Un général anglais, fatigué de suivre inutilement les marches et contremarches d’Hyder-Ali, lui adresse un jour une provocation régulière pour une rencontre en bataille rangée. « Donne-moi, lui répond Hyder-Ali, des troupes semblables à celles que tu commandes, et nous en viendrons aux mains. Tu comprendras un jour mon système de guerre. Irai-je risquer ma cavalerie, qui m’a coûté mille roupies par cheval, contre tes boulets de canon qui n’en coûtent que deux ? non certes. Je vais faire marcher tes troupes à ma poursuite, jusqu’à ce que tes soldats aient les jambes aussi longues que le corps. Vous ne trouverez pas un brin d’herbe, pas une goutte d’eau. Je saurai de vos nouvelles toutes les fois que vous battrez le tambour ; mais vous ne saurez pas une fois par mois où je suis. Je livrerai bataille à ton armée quand je voudrai, et non quand il te plaira. » Telle est la tactique que Scindiah parut d’abord adopter. Aussi fallait-il l’atteindre à tout prix, et se battre à tout risque. C’est ce que fit Wellesley avec une vigueur et une rapidité inconnues jusqu’alors dans les guerres de l’Inde. Quand les deux armées se rencontrèrent à Assye, dans le Deccan (23 septembre 1803), Scindiah comptait sous ses drapeaux dix mille hommes de troupes régulières à pied, commandés par des officiers européens ; de trente à quarante mille chevaux, et cent pièces de canon. Wellesley l’attaqua avec six ou sept mille hommes. Cette action est la plus terrible que nous ayons jamais eu à soutenir dans l’Hindostan, car les vainqueurs laissèrent sur le champ de bataille presque le tiers de leur monde ; mais les Mahrattes furent écrasés. L’infanterie anglaise enleva leur artillerie à la baïonnette, et Wellesley eut deux chevaux tués sous lui, le premier d’un coup de lance, et l’autre d’un coup de feu. Cette bataille ruina effectivement le pouvoir de Scindiah ; mais il fallut une seconde victoire, celle d’Argaum, pour l’amener à se soumettre. La brillante campagne de Wellesley dans le sud, et les succès du général Lake dans le nord furent suivis d’un traité de paix qui valut à la compagnie un grand accroissement de territoire.

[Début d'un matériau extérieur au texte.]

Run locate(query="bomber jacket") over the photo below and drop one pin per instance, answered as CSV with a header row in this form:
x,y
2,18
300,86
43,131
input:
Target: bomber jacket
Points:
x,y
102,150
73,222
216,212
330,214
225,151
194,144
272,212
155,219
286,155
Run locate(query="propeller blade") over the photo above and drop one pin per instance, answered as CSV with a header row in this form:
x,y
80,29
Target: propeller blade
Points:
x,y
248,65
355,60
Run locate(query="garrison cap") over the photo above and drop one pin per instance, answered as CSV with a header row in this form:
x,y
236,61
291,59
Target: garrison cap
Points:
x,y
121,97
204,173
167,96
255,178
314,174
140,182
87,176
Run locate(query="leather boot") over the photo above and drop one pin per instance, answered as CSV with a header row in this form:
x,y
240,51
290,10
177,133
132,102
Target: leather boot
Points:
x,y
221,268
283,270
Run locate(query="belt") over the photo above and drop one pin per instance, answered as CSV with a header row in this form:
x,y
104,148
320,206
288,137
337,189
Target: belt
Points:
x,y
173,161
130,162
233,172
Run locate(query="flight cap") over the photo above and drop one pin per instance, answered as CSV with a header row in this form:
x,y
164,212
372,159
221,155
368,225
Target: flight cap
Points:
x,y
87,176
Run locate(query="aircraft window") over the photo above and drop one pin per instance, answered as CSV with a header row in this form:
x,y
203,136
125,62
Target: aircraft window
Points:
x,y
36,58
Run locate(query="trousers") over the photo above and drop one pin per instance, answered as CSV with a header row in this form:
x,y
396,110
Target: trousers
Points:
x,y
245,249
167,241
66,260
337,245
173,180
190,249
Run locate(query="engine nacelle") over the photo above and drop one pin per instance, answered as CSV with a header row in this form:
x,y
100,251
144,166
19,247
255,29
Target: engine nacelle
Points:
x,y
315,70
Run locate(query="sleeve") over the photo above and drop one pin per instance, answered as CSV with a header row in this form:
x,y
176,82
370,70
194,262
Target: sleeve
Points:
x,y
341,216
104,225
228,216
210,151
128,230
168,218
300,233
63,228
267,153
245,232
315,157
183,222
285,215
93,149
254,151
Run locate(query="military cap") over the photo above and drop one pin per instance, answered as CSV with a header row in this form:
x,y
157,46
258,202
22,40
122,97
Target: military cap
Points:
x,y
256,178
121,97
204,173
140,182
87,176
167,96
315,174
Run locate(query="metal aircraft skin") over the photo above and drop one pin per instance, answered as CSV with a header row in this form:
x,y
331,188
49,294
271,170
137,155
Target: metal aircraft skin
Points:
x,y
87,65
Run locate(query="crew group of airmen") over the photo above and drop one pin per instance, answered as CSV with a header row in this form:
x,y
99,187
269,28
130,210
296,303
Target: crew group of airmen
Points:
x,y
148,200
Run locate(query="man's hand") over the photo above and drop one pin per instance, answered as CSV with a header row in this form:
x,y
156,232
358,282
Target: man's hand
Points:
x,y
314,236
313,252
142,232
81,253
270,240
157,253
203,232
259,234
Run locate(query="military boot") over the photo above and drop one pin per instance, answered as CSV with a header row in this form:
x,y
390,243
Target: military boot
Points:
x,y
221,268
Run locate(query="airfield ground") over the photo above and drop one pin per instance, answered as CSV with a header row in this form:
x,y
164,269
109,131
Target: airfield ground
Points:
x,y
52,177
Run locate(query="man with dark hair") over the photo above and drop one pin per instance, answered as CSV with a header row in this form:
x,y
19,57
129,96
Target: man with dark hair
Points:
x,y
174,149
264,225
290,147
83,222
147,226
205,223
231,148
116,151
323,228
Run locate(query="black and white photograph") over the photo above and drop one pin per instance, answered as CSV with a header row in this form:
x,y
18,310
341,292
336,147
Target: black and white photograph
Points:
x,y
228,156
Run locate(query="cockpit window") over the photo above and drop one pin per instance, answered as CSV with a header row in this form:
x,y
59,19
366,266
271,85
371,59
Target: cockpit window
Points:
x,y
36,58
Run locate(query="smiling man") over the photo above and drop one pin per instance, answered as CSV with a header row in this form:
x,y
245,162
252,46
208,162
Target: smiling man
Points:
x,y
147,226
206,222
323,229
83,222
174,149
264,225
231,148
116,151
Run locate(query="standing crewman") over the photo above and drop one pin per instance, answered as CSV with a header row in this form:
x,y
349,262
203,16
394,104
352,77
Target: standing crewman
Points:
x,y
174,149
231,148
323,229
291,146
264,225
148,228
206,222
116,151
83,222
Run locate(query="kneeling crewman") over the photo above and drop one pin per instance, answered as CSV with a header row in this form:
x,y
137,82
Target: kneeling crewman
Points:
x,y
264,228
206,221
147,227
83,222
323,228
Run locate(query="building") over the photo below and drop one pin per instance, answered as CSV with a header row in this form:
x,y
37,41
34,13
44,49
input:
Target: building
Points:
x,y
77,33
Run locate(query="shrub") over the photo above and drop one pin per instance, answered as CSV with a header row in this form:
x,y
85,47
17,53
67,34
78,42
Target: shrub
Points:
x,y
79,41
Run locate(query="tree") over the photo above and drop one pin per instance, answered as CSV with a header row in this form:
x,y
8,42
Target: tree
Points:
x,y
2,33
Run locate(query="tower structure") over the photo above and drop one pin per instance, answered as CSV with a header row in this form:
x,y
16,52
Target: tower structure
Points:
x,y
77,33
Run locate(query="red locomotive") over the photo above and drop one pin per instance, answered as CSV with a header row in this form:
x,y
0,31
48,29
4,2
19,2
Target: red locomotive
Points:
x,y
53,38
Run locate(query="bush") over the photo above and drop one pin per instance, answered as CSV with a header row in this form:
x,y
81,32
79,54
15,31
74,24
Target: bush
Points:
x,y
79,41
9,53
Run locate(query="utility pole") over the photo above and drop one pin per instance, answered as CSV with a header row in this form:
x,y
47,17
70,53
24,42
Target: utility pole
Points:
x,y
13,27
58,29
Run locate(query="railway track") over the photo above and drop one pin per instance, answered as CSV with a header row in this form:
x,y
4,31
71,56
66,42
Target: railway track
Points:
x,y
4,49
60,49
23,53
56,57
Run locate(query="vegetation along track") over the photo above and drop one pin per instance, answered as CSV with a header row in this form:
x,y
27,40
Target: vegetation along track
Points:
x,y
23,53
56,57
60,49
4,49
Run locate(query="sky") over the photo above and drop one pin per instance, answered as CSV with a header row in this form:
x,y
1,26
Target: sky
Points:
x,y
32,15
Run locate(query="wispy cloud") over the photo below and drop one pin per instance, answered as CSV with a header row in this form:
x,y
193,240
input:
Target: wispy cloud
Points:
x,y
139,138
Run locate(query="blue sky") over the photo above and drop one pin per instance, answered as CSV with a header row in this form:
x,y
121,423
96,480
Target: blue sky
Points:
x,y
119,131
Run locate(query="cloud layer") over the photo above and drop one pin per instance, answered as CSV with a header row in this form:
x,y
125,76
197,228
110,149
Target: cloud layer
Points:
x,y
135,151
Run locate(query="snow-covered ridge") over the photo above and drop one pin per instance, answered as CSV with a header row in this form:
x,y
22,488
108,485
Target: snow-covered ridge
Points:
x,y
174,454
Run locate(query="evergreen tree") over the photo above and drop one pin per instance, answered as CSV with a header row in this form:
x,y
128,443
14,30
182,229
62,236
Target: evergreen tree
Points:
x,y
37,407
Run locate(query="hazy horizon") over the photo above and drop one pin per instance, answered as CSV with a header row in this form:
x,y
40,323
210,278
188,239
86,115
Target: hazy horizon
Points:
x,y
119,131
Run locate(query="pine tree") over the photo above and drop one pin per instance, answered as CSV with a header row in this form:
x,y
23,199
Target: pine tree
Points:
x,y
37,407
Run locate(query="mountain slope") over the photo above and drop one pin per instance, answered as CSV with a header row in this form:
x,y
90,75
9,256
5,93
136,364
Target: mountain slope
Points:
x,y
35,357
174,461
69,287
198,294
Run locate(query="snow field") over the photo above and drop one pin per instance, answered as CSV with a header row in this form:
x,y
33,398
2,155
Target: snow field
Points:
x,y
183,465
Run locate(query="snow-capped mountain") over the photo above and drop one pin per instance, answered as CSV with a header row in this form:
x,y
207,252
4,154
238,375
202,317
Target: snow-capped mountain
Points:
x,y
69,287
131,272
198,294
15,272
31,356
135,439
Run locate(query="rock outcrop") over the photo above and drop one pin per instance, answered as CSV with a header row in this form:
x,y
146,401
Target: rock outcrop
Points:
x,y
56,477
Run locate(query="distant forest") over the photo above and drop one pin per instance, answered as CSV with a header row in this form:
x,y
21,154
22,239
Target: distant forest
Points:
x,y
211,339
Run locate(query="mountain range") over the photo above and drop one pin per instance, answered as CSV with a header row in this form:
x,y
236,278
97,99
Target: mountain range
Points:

C’est en 1805, après la soumission de Scindiah, que Wellesley quitta le service de l’Inde. Son frère avait résigné quelque temps avant les fonctions de vice-roi, et Wellesley se souciait peu des soins obscurs d’un commandement militaire en temps de paix, quelque étendu qu’il pût être. D’ailleurs, il avait à se plaindre de la compagnie. Les directeurs de ce corps immense, pacifiques marchands, ne savaient pas apprécier les guerres brillantes et les dispendieuses conquêtes que lord Wellesley et son frère avaient faites pour eux, et les traitaient un peu comme des héros qui leur avaient imposé leurs victoires. Le jeune Wellesley revint en Angleterre avec le titre de sir Arthur et le grade de général ; mais il ne fut pas long-temps à éprouver ce qu’il avait prédit lui-même dans une de ses lettres, écrite pendant qu’il servait en Asie : c’est que le gouvernement anglais n’estime pas le service militaire dans l’Inde à la même valeur que tout autre. En effet, soit à cause de l’éloignement du théâtre, soit par suite du peu d’intérêt qu’on attache aux affaires de l’Inde, une grande réputation acquise au service de la compagnie est généralement assez mal appréciée des Anglais, et le guerrier qui a détrôné de puissans monarques et parcouru des royaumes en vainqueur sur les bords du Gange, en est souvent réduit à tenir garnison dans une petite ville ou à commander un régiment au sein de sa patrie. Ce fut le sort de Wellesley, que nous retrouvons, en 1806, chargé de dresser à la manœuvre une brigade d’infanterie sur la côte méridionale de l’Angleterre. Mais il n’était pas homme à prendre ombrage d’une prétendue injustice, ou à négliger par orgueil ou par dépit les devoirs d’une situation inférieure. Un ami lui demandait un jour, à cette époque, comment, après avoir vu sous ses ordres des armées de quarante mille hommes sur le champ de bataille, il pouvait se résigner à apprendre l’exercice à quelques centaines de recrues, pendant des mois entiers, dans une petite ville de bains fort à la mode. « Pourquoi non ? lui répondit Wellesley ; le motif est bien simple. Je suis nimmukwallah, selon le terme indien, c’est-à-dire que j’ai mangé le sel du roi, et qu’en conséquence je me crois obligé à le servir, lui et son gouvernement, partout où il leur plaira de m’envoyer. »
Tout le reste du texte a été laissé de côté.